Speaking at the RTS Cambridge Convention, Channel 4 chief exec Alex Mahon compared Channel 4’s output to “craft beer, boutique gin and atelier perfume houses” as opposed to the one-size-fits-all content produced by the biggest players in tech.
Mahon argued that while the global streamers produce shows like Orange is the New Black, When They See Us or Stranger Things “alongside the hero titles there’s an awful lot of the same: whether it’s drugs lords, mass killers, real crime or heist thrillers – a mix that I suspect is not entirely representative of anyone’s day to day.”
She said that those multi nationals “may end up without the content that has piquancy to large domestic audiences. The global telly of the future will not be – and isn’t being – designed to reflect Britain back to itself, to bring the nation together at particular moments, to inform and educate a particular society or to care about promoting any kind of social cohesion.”

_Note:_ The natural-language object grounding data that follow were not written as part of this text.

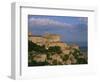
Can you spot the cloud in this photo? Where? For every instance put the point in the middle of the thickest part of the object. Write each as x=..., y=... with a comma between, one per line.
x=47, y=22
x=83, y=19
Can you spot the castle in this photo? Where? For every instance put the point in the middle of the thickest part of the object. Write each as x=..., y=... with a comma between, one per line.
x=48, y=40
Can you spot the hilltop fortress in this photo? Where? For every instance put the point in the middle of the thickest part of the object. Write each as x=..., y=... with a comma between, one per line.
x=49, y=40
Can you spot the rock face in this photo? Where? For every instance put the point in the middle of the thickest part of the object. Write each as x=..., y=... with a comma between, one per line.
x=44, y=51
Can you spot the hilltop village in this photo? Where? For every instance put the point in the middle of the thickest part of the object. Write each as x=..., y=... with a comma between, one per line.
x=48, y=49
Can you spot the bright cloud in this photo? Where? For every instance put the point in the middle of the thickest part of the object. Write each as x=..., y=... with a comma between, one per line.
x=47, y=22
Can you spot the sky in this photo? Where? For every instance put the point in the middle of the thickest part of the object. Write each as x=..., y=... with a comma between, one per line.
x=71, y=28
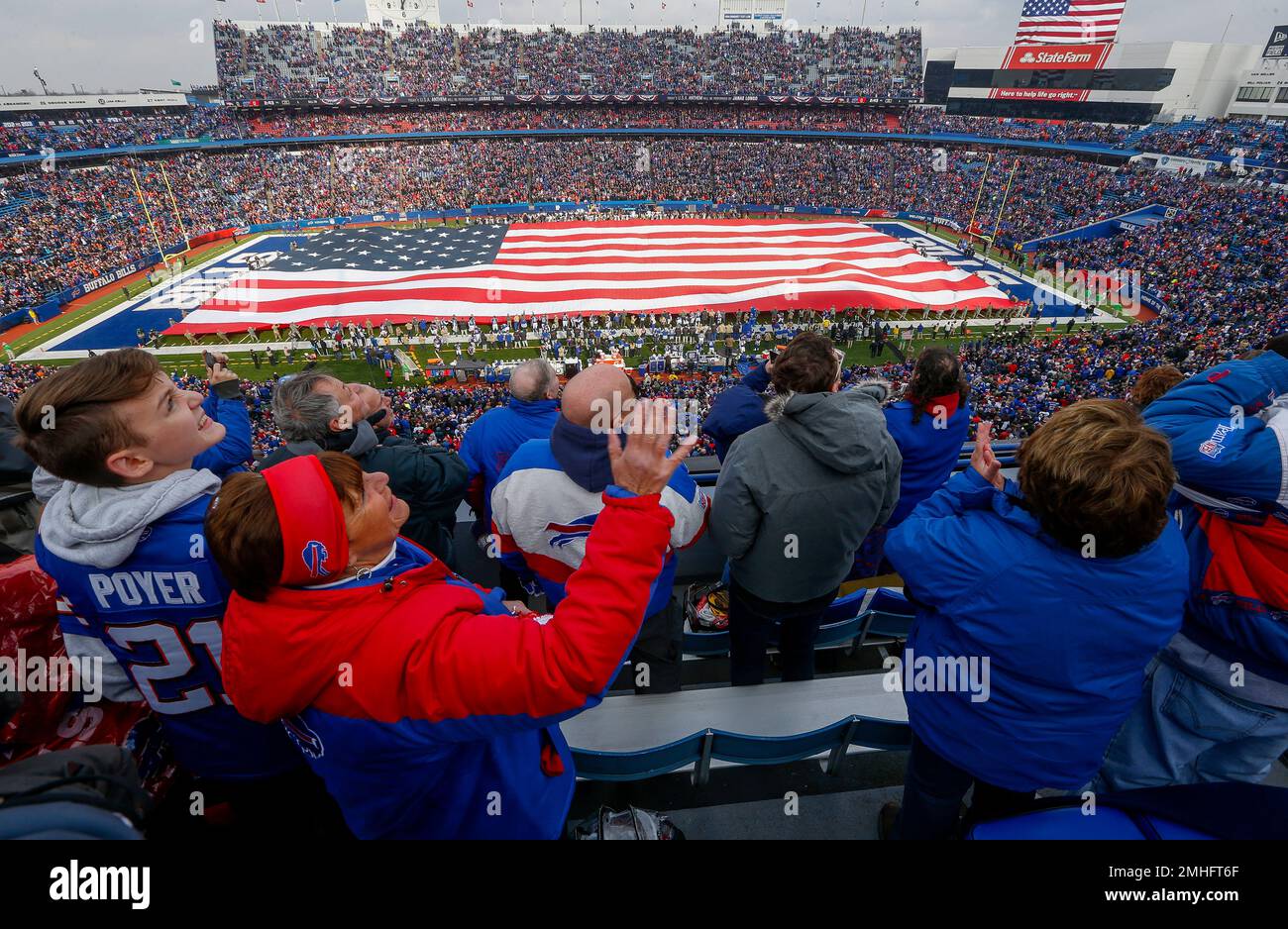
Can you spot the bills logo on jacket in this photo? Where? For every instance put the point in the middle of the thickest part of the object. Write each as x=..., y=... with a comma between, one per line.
x=566, y=533
x=300, y=734
x=314, y=559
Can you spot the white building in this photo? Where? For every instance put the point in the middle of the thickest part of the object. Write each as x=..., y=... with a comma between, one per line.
x=1262, y=89
x=402, y=12
x=1132, y=82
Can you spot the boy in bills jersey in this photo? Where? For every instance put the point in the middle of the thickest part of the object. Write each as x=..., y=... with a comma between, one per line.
x=121, y=534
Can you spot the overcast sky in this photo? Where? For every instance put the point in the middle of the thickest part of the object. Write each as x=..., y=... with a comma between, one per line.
x=130, y=44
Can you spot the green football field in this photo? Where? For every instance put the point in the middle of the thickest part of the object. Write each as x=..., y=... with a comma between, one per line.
x=359, y=369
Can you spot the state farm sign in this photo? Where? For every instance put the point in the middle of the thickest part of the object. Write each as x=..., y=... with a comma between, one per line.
x=1060, y=56
x=1038, y=94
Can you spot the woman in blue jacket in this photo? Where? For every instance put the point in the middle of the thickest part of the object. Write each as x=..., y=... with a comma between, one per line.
x=1038, y=607
x=928, y=425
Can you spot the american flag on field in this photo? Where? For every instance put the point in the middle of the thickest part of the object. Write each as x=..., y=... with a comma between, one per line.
x=1069, y=22
x=487, y=271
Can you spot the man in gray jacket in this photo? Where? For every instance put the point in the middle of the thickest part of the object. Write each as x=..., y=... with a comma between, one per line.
x=795, y=499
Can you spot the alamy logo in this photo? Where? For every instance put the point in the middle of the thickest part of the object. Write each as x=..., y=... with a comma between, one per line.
x=314, y=559
x=308, y=741
x=102, y=882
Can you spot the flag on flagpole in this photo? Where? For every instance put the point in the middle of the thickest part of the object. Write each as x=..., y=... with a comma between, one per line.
x=1069, y=22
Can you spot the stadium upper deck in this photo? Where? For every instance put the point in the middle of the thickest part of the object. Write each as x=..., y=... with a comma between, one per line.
x=323, y=62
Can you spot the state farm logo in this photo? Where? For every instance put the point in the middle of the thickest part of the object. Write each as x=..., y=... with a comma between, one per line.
x=1055, y=58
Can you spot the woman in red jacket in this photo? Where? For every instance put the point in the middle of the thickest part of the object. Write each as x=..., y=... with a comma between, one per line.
x=428, y=704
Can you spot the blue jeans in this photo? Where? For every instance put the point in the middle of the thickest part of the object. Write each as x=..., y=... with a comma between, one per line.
x=1185, y=731
x=751, y=620
x=932, y=792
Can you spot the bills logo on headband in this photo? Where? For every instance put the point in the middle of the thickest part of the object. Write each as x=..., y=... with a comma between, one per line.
x=314, y=559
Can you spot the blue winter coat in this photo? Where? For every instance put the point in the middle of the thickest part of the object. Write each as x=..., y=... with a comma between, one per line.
x=1067, y=637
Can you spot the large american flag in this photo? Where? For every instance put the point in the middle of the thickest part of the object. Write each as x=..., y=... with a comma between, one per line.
x=487, y=271
x=1069, y=22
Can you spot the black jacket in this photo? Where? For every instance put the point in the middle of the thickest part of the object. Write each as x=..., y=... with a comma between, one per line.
x=430, y=480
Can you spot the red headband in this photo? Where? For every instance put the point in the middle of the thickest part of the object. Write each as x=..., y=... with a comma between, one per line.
x=314, y=542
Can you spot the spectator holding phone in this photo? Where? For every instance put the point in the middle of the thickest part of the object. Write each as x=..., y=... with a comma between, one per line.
x=447, y=726
x=316, y=412
x=123, y=538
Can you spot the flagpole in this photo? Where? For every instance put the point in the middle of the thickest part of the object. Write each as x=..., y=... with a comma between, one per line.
x=1003, y=209
x=980, y=194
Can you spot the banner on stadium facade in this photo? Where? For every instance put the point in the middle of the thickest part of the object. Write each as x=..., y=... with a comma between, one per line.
x=205, y=238
x=1176, y=163
x=259, y=103
x=1278, y=44
x=1055, y=56
x=1154, y=302
x=1038, y=94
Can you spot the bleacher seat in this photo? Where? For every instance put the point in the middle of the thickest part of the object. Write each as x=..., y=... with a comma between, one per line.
x=63, y=820
x=1186, y=811
x=631, y=738
x=850, y=619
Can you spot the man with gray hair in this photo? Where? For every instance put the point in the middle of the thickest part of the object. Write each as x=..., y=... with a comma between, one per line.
x=488, y=444
x=316, y=412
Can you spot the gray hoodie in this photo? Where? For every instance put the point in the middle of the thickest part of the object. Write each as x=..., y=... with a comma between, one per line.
x=798, y=495
x=101, y=527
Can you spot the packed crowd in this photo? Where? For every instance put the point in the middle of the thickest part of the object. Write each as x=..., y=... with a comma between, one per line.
x=114, y=129
x=861, y=476
x=71, y=226
x=303, y=62
x=107, y=129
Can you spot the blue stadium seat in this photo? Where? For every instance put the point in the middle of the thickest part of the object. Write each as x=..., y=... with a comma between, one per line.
x=63, y=820
x=1069, y=822
x=844, y=622
x=631, y=738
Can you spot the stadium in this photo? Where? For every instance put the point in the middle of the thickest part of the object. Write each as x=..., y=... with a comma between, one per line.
x=717, y=429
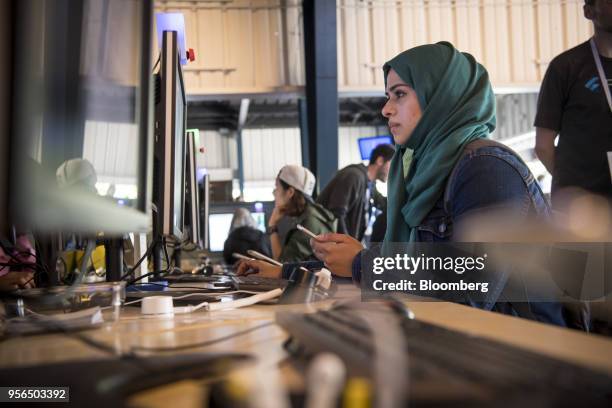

Mahon argued that alongside multi-territory, one-size-fits-all content, there is a parallel focus “in many other areas of business” on “localism. It’s on nurturing the relevance and the appeal of products made with special care and skill in one location and exhibiting them to a much bigger market. It is a search for universal meaning and universal fascination even in the smallest places. A return to craft, to the atelier, to the boutique. Craft beer. Boutique gin. Atelier perfume houses. All of that sounds pretty good to me. Their appeal is vast and growing and while it is not inimical to growth, it does not depend on scale to succeed.”
She argued that the same focus could work in television. “The key is to expand the appeal of the particular, without altering its inherent qualities, and export it beyond its locality to become general. Conserving what makes a product special in its own place while making it accessible in a much bigger place.
“Whether it’s beer or television, I think the antidote to blandness is to find relevance in a different set of values: innovation, distinctiveness, experimentation, diversity. Those values are what can bring relevance.”